C++ character conversions EBCDIC -> ASCII

Discussion in 'Mac Programming' started by toddburch, May 13, 2007.

  1. toddburch macrumors 6502a

    Joined:
    Dec 4, 2006
    Location:
    Katy, Texas
    #1
    I've written a C++ app to translate EBCDIC to ASCII. Being fairly new to C++, I spent quite a bit of time on it, but its now working.

    As part of the process, I wrote a dumping routine to output the incoming data into a hex-dump format display, like this:

    Code:
    00000000  C3F4F4F0 F1F3F0F3 F1F9F525 480CF0F0  F7F0F840 40C240F4 40000000 00914C00  *...........%H......@@.@.@.....L.*
    00000020  00001CD5 D6D560C3 D6E5C5D9 C5C440C3  C8C1D9C7 C5E24000 0C00000C 00000C00  *......`.......@.......@.........*
    
    Above, the first field is the hex offset into the record, then the record itself, then the eyecatcher area on the right, wrapped in "*"s.

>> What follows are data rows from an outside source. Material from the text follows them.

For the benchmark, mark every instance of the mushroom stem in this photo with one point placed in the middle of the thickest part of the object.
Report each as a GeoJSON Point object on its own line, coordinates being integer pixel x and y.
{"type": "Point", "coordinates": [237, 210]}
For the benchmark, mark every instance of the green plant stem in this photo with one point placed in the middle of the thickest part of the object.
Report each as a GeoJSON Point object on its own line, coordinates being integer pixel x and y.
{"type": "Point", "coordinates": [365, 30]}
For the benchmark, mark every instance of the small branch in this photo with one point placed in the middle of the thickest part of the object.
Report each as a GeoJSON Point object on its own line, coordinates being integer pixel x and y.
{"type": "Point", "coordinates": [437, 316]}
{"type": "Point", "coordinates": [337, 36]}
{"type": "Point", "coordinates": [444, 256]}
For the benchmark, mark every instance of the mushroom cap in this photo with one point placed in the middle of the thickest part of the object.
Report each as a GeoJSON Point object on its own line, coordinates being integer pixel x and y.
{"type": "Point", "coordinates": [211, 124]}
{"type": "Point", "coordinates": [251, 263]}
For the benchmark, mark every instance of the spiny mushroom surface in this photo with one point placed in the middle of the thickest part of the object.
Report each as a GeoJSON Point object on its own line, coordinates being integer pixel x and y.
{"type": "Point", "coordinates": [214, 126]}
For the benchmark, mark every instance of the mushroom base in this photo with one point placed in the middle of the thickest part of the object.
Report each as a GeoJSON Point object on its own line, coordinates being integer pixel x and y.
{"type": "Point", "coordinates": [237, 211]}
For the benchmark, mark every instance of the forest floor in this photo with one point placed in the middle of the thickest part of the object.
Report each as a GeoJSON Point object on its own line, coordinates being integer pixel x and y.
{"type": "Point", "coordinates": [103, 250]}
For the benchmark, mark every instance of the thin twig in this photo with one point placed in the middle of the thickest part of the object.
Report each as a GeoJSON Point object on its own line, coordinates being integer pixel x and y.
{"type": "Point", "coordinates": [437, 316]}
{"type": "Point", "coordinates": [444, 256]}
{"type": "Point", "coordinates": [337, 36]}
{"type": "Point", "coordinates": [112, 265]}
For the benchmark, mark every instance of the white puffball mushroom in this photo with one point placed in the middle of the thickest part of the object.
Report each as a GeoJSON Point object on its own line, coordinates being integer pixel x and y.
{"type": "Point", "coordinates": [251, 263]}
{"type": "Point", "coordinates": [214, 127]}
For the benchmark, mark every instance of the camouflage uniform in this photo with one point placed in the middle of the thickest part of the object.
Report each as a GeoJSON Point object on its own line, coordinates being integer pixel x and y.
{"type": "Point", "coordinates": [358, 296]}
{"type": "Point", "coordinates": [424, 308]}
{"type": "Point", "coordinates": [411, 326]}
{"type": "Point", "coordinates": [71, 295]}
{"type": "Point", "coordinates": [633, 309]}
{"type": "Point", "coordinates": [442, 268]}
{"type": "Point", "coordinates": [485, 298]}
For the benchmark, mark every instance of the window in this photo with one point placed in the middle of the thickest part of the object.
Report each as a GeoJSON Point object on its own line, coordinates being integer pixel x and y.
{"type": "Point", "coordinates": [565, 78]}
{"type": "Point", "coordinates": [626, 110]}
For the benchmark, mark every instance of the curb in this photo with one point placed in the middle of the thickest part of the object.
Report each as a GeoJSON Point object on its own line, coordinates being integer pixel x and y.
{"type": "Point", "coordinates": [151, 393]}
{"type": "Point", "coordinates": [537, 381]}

    Unpacking the data was the toughest part. For instance, converting an incoming character like 0xF2 and turning it into a string "F2". I'll show you how I did it (a cut-down version for simplicity), and would like to get some feedback on how I might have done it either more efficiently, or "better"** by leveraging (leaning) more on C++. The comments in the code and the code itself tell the story of the issue I was having when picking up a values X'80' or larger. I would be most interested simplifying this conversion process.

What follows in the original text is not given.